The yulan magnolia (Magnolia denudate) naturally occurs in China and performs well in USDA Zones 6 to 9. This magnolia species ranges from 30 to 40 feet in both height and spread. The dark green leaves have lighter undersides. Fragrant, white flowers bloom in March, followed by red fruits that ripen in late summer. The yulan magnolia prefers rich, loamy soils in partially to fully sunny locations. This smaller magnolia variety makes an excellent lawn tree.
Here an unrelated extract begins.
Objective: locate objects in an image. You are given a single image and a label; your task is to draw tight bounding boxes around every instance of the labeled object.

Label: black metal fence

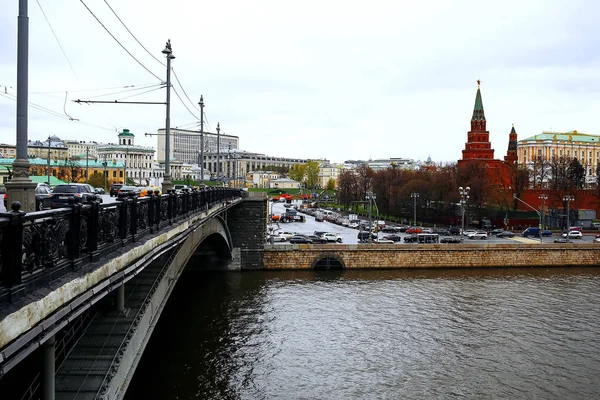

The cucumber tree (Magnolia acuminate) originates in Eastern North America and typically does well in USDA Zones 3 to 8. Cucumber trees mature between 40 and 70 feet in height with spreads ranging from 20 to 35 feet. Lightly scented, yellow-green flowers appear in April and May, but it might take over 12 years for the first flowers to bloom. These blossoms give way to bumpy, green fruits that look like little cucumbers. The yellowish-green leaves turn golden shades in the autumn. This magnolia species needs moist, rich soils in partly sunny to fully sunny locations. The cucumber tree works well as a shade tree in large lawns and parks.
The large-flowered magnolia (Magnolia grandiflora) prefers moist, loamy soils that receive plenty of sunshine. Indigenous to the southeastern regions of the United States, this magnolia species generally performs well in USDA Hardiness Zones 7 to 9. Large-flowered magnolias range from 60 to 80 feet in height and from 30 to 50 feet in width. Strongly scented, white flowers appear in May and June. Gardeners often plant the large-flowered magnolia tree in moist woodland areas.
The kobus magnolia (Magnolia kobus) naturally occurs in Japan but generally thrives in USDA Zones 5 to 8. This magnolia variety ranges from 25 to 30 feet in both height and spread. Kobus magnolias prefer moist, well-drained soils in partially to fully sunny positions. Fragrant, white flowers with subtle pink tints appear in March, giving way to seedpods that attract birds. These trees sometimes take as long as 25 years before producing high-quality flowers. The aromatic, deep green leaves turn a non-showy, yellow-brown in the autumn. The kobus magnolia tree works well in foundation plantings and woodland areas.
The star magnolia (Magnolia stellata) features deep green leaves that turn a non-showy, yellow-brown in the autumn. The fragrant, star-shaped, white blossoms appear from late winter to early spring. This early bloomer sometimes suffers from severe frost damage. Star magnolias reach up to 20 feet in height and 15 feet in width. Winter hardy to USDA Zones 4 to 8, this tree prefers organic, rich soils in sunny locations. Gardeners often use star magnolias in woodland margins and foundation plantings.